Employee training and attestations

  • Requiring personnel to complete training on the adviser’s policies and procedures regarding prohibitions and limitations placed on the use of electronic messaging and electronic apps and the adviser’s disciplinary consequences of violating these procedures.
  • Obtaining attestations from personnel at the commencement of employment with the adviser and regularly thereafter that employees (i) have completed all of the required training on electronic messaging, (ii) have complied with all such requirements, and (iii) commit to do so in the future.
  • Providing regular reminders to employees of what is permitted and prohibited under the adviser’s policies and procedures with respect to electronic messaging.
  • Soliciting feedback from personnel as to what forms of messaging are requested by clients and service providers for the adviser to assess their risks and how those forms of communication may be incorporated into the adviser’s policies.

Supervisory review

  • For advisers that permit use of social media, personal email, or personal websites for business purposes, contracting with software vendors to (i) monitor the social media posts, emails, or websites, (ii) archive such business communications to ensure compliance with record retention rules, and (iii) ensure that they have the capability to identify any changes to content and compare postings to a lexicon of key words and phrases.
  • Regularly reviewing popular social media sites to identify if employees are using the media in a way not permitted by the adviser’s policies. Such policies included prohibitions on using personal social media for business purposes or using it outside of the vendor services the adviser uses for monitoring and record retention.
  • Running regular Internet searches or setting up automated alerts to notify the adviser when an employee’s name or the adviser’s name appears on a website to identify potentially unauthorized advisory business being conducted online.
  • Establishing a reporting program or other confidential means by which employees can report concerns about a colleague’s electronic messaging, website, or use of social media for business communications.
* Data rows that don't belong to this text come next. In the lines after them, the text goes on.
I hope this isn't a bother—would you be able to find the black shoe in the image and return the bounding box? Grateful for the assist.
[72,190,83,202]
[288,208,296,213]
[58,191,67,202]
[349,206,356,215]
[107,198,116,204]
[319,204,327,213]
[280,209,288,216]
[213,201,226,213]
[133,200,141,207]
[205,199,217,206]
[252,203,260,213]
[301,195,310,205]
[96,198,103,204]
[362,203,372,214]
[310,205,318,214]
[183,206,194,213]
Particularly with respect to social media, colleagues may be “connected” or “friends” with each other and see questionable or impermissible posts before compliance staff notes them during any monitoring.

Control over devices

  • Requiring employees to obtain prior approval from the adviser’s information technology or compliance staff before they can access firm e-mail servers or other business applications from personally owned devices. This may help advisers understand each employee’s use of mobile devices to engage in advisory activities.
  • Loading certain security apps or other software on company-issued or personally owned devices prior to allowing them to be used for business communications. Software is available that enables advisers to (i) “push” mandatory cybersecurity patches to the devices to better protect the devices from hacking or malware, (ii) monitor for prohibited apps, and (iii) “wipe” the device of all locally stored information if the device were lost or stolen.
  • Allowing employees to access the adviser’s email servers or other business applications only by virtual private networks or other security apps to segregate remote activity to help protect the adviser’s servers from hackers or malware.

In conclusion, OCIE said the key message is that it “encourages advisers to review their risks, practices, policies, and procedures regarding electronic messaging and to consider any improvements to their compliance programs that would help them comply with their regulatory requirements. OCIE also encourages advisers to stay abreast of evolving technology and how they are meeting their regulatory requirements while utilizing new technology.”